La cohabitation entre des toxicomanes et des résidents d’un quartier est difficile

MONTREAL — Il n’existe pas de solution facile pour une cohabitation facile entre les résidents d’un quartier et les services offerts aux itinérants ou aux toxicomanes, s’accordent des experts.

Par exemple, dans le quartier Saint-Henri, dans le sud-est de Montréal, les autorités municipales sont sur la sellette à cause de la Maison Benoît-Labre, un établissement comptant 36 logements pour d’anciens itinérants et un centre d’injection pour toxicomanes. Les résidents sont furieux parce que l’endroit est situé près d’une école. À quelques kilomètres de là, au centre-ville, un autre centre d’injection supervisé perturbe la tranquillité de la population.

La Ville a promis de mener des consultations publiques sur la façon d’intégrer des services à une population vulnérable dans le tissu urbain.

Des experts rappellent que les toxicomanes ont besoin de service comme les lieux de consommation supervisés où ils peuvent être traités en cas de surdose, sinon ils risquent de périr dans la rue.

Elaine Hyshka, de la Chaire de recherche du Canada en innovation des systèmes de santé et professeure agrégée de l’Université de l’Alberta, dit que les centres supervisés sont souvent situés dans des zones urbaines, car c’est là où les toxicomanes vivent habituellement. On ne peut pas établir ces établissements dans une partie isolée d’une ville. «La majorité des gens ne marcheront pas plus d’un kilomètre pour avoir accès à des services dans un centre supervisé», avance-t-elle.

Selon François Gagnon, scientifique principal et conseiller spécial en politiques au Centre canadien sur les dépendances et l’usage de substances, les centres supervisés de consommation ne devraient idéalement pas être situés près d’une école, mais ce n’est pas toujours possible dans une ville aussi densément peuplée que Montréal.

«Dans une ville aussi dense que Montréal, il est difficile de trouver quelque chose qui n’est pas éloigné d’une garderie ou d’une école», fait-il valoir.

Mais cette réalité ne console pas André Lambert, qui vit à Saint-Henri depuis 15 ans, à un pâté de maisons de la Maison Benoît-Labre.
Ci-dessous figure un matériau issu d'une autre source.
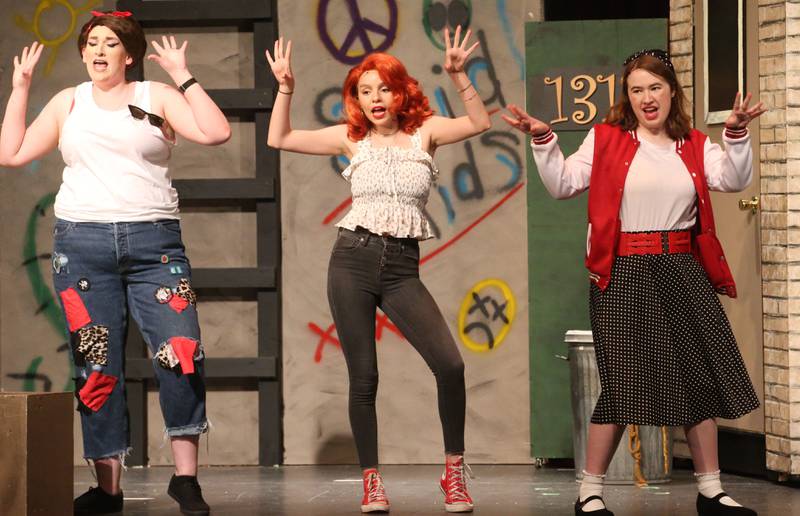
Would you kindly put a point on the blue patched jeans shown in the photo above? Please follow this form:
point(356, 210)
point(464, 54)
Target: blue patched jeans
point(100, 271)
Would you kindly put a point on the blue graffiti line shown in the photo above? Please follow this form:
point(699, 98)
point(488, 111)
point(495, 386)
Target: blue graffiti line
point(440, 101)
point(501, 10)
point(502, 158)
point(474, 69)
point(445, 193)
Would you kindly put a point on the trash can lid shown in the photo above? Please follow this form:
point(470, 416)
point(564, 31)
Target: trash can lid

Depuis l’ouverture des nouveaux locaux, en avril, il juge que le voisinage est moins sûr.

«Les gens ont peur de vivre autour d’ici», lance-t-il. Il raconte que le dernier week-end, il a pu observer des gens fumer du crack devant son entrée.

M. Lambert souhaite la fermeture de la Maison Benoît-Fabre. Un groupe de résidents dont il fait partie a envoyé plusieurs lettres aux autorités québécoises leur demandant d’intervenir dans le dossier.

La Pre Hyshka mentionne que si plusieurs toxicomanes semblent errer autour des centres de consommation, c’est en raison d’un manque de capacité d’accueil. Ces endroits sont trop peu nombreux et trop éloignés les uns des autres, chacun attirant un grand nombre de personnes, comme le paratonnerre attire la foudre. S’ils étaient mieux répartis dans la ville, le problème serait moindre.

Et ce qui n’aide pas à résoudre ce problème, ce sont les politiciens de tous les ordres de gouvernement qui «utilisent cet enjeu pour accroître leur soutien populaire sans réfléchir aux conséquences néfastes de leurs actions», déplore-t-elle.

Julie Bruneau, de la Chaire de recherche du Canada en médecine des toxicomanies et chercheuse à l’Université de Montréal, dit que les problèmes de santé mentale, d’itinérance et de toxicomanie se sont aggravés dans les grandes villes canadiennes depuis la pandémie de COVID-19. Les centres supervisés comme CACTUS à Montréal doivent compter sur un manque de main-d’œuvre, une aide financière précaire et un manque d’espace pour accueillir un grand nombre de personnes pour qui ces services sont nécessaires.

En conséquence, la colère monte au sein des résidents qui voient leur quartier se transformer en visage de la crise sociale, souligne la Dre Bruneau qui rappelle que les services doivent être offerts là où les plus vulnérables vivent.

M. Gagnon dit que plusieurs mesures peuvent être mises en place pour prévenir la fronde de la population vivant à proximité d’un centre de consommation supervisé. Les responsables peuvent demander aux utilisateurs de ne pas sortir s’ils sont intoxiqués, organiser un nettoyage fréquent pour jeter des seringues, engager une firme privée pour maintenir la sécurité aux environs ou obtenir la collaboration de la police.